Open Xchange Appsuite Backend by Open Xchange
Open Xchange Appsuite Backend by Open Xchange
⚠️ Risk & Real-World Impact
Worst Case
Full system compromise through remote code execution, allowing attackers to install malware, exfiltrate data, or pivot to other systems.
Likely Case
Privilege escalation and lateral movement within the network by authenticated attackers who gain access to the application server.
If Mitigated
Limited impact if network segmentation restricts access to the API endpoint and proper input validation is implemented.
🎯 Exploit Status
Exploitation requires understanding of Java deserialization attacks and access to the local network.
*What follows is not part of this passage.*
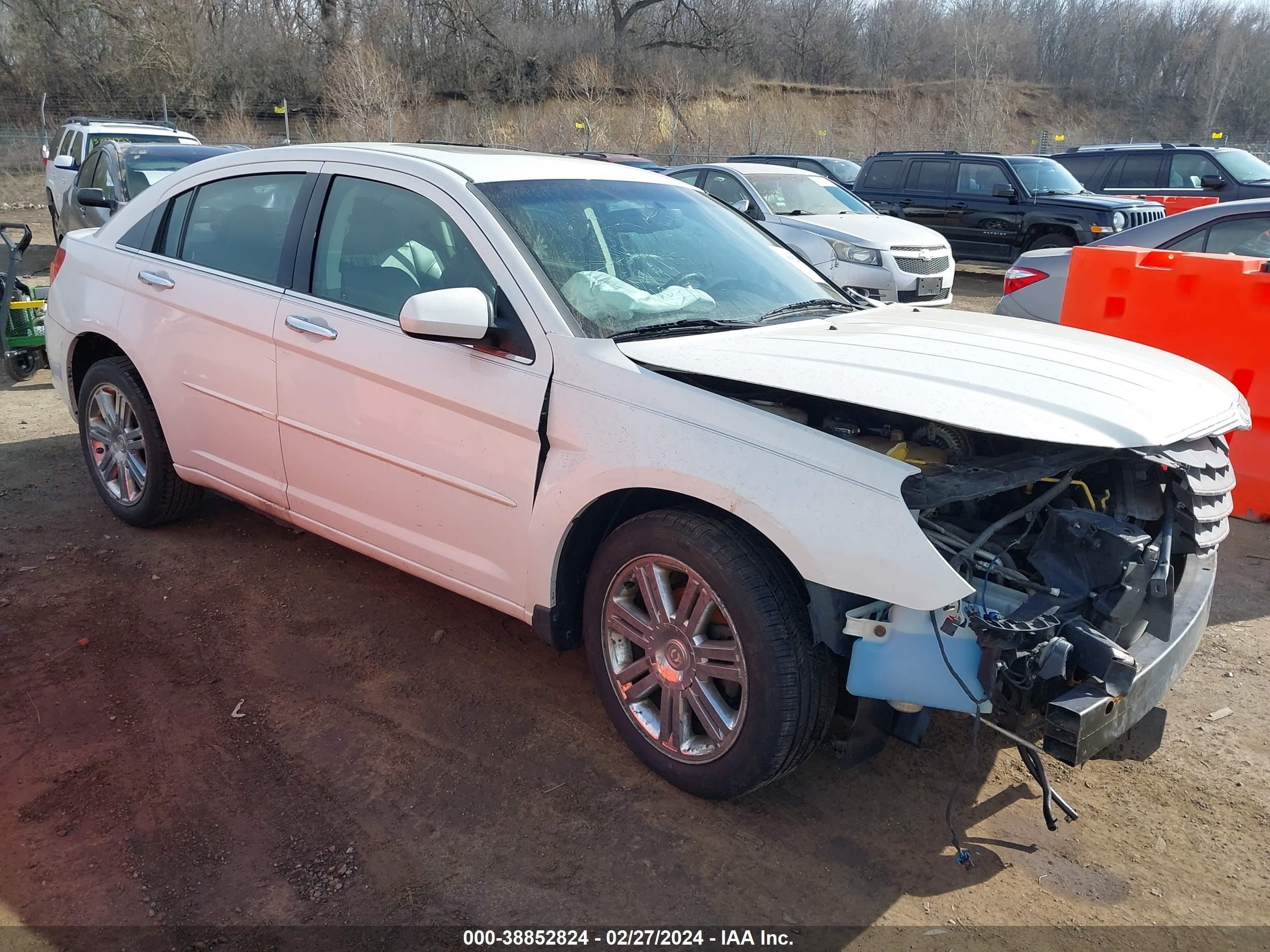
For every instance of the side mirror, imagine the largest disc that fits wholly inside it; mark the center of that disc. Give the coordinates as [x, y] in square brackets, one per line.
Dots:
[455, 314]
[94, 199]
No public exploits are known.
🛠️ Fix & Mitigation
✅ Official Fix
Patch Version: 7.10.6 rev 6219
Vendor Advisory: https://documentation.open-xchange.com/appsuite/security/advisories/csaf/2023/oxas-adv-2023-0002.json
Restart Required: Yes
Instructions:
1. Update OX App Suite to version 7.10.6 rev 6219 or later. 2. Apply the patch that introduces proper class validation during deserialization. 3. Restart the application server.
🔧 Temporary Workarounds
Network Access Restriction
linuxImplement strict network controls to limit access to the documentconverterws API endpoint to only trusted systems.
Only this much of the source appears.